Os turistas e repórteres aproximam-se rompendo todas as barreiras.
A televisão transmite tudo ao vivo.
Esta noite, diante das câmeras, olhei para a esquerda e sabe quem eu vi ?
Pois é, você sabe !
Ele estava dependurado na janela de seu escritório !
Como quando passou debaixo da minha sacada à meia-noite do Natal, atirou-me um beijo que enrubeceu até o meu espírito !
Confesso que embora não seja exatamente bonito faz bater meu coração.
Ao chegar em casa um gracioso ramalhete de trigo e flores me aguardava , na mesa redonda da sala, com um envelope assim endereçado : " À Mocinha da Balança". Sabe o que ele continha ? Você nem vai acreditar !
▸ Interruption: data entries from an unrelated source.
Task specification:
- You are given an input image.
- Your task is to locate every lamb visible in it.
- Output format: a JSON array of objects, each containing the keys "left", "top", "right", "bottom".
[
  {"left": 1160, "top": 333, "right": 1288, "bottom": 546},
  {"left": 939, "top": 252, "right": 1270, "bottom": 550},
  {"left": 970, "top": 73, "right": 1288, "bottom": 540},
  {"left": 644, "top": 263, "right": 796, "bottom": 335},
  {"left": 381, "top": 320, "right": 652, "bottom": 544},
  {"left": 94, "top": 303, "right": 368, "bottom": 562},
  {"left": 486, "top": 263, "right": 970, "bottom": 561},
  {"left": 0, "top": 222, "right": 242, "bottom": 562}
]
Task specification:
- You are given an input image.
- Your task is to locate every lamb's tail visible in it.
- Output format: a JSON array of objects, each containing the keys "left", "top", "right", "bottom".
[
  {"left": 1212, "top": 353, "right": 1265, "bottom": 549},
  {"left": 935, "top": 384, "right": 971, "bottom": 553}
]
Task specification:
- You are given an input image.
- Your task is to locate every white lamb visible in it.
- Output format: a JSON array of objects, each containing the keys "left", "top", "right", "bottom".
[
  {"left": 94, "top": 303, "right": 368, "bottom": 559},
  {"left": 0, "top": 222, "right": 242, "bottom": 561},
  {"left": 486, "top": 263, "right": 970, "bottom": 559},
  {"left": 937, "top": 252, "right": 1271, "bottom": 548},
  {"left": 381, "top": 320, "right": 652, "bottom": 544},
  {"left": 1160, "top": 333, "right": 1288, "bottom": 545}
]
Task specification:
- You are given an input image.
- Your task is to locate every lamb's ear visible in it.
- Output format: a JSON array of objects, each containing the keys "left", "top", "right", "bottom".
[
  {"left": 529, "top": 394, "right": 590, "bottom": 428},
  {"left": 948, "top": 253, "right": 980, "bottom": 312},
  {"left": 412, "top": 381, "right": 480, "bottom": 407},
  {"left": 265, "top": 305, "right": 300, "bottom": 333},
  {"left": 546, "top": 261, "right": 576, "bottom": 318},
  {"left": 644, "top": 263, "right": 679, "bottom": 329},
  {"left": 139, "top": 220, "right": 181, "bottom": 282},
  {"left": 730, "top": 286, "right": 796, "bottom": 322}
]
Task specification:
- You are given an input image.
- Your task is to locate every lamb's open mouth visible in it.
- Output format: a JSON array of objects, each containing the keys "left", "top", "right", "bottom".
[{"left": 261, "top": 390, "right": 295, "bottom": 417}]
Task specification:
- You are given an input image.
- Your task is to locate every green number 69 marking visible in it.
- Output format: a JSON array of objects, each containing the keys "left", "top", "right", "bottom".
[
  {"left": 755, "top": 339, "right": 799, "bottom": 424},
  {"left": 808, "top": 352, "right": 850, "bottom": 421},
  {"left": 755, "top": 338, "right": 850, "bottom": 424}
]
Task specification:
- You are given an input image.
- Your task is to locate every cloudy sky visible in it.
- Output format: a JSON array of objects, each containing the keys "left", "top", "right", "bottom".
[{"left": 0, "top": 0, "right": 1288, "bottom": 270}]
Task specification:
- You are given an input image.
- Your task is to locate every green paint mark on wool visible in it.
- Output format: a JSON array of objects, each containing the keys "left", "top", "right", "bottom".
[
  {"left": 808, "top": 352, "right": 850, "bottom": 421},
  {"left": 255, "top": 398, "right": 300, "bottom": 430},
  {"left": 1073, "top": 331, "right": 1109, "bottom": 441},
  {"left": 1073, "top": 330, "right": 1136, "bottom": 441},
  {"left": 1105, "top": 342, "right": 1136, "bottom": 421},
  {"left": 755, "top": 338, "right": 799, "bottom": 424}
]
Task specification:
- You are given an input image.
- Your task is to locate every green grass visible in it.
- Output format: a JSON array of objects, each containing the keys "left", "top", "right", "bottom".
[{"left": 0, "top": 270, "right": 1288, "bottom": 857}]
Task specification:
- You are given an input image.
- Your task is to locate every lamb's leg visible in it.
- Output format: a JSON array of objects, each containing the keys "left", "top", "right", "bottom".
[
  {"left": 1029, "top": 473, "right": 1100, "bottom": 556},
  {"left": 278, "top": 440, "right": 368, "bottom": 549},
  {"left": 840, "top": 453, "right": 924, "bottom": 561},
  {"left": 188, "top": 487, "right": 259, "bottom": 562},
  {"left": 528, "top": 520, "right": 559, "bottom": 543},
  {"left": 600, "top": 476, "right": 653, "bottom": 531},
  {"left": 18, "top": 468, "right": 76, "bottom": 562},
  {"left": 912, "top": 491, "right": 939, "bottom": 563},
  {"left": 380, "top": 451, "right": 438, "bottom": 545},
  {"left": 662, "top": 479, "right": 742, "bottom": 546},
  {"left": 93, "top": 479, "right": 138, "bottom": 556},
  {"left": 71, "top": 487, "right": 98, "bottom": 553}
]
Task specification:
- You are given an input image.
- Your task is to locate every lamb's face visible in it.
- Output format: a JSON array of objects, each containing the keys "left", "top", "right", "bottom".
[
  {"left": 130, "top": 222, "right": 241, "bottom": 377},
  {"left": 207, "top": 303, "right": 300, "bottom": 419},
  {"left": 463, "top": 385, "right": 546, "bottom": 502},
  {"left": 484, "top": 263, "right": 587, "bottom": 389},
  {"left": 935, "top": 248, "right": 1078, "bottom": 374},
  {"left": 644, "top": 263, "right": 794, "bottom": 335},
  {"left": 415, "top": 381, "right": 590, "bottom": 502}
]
A minha própria fototografia no desfile anterior e um bilhete que diz :
" Desde que te vi te amo , desde o Natal muito mais , a Uva da Festa és Tu .
Beijos N.R. "
Você compreende, sem dúvida, minha felicidade e deposito entre suas páginas este momento mágico. Agora que já lhe contei minha emoção, você volta para a fransqueira azul-marinho chaveada , no fundo do armário. E eu vou adormecer meus sonhos num ninho de ternura como as doces vindimeiras das primeiras Festas da Uva. É tarde e o sono me venceu ! Querido Diário , Boa noite !
Caxias do Sul 8 de Março 23 h. 50 m.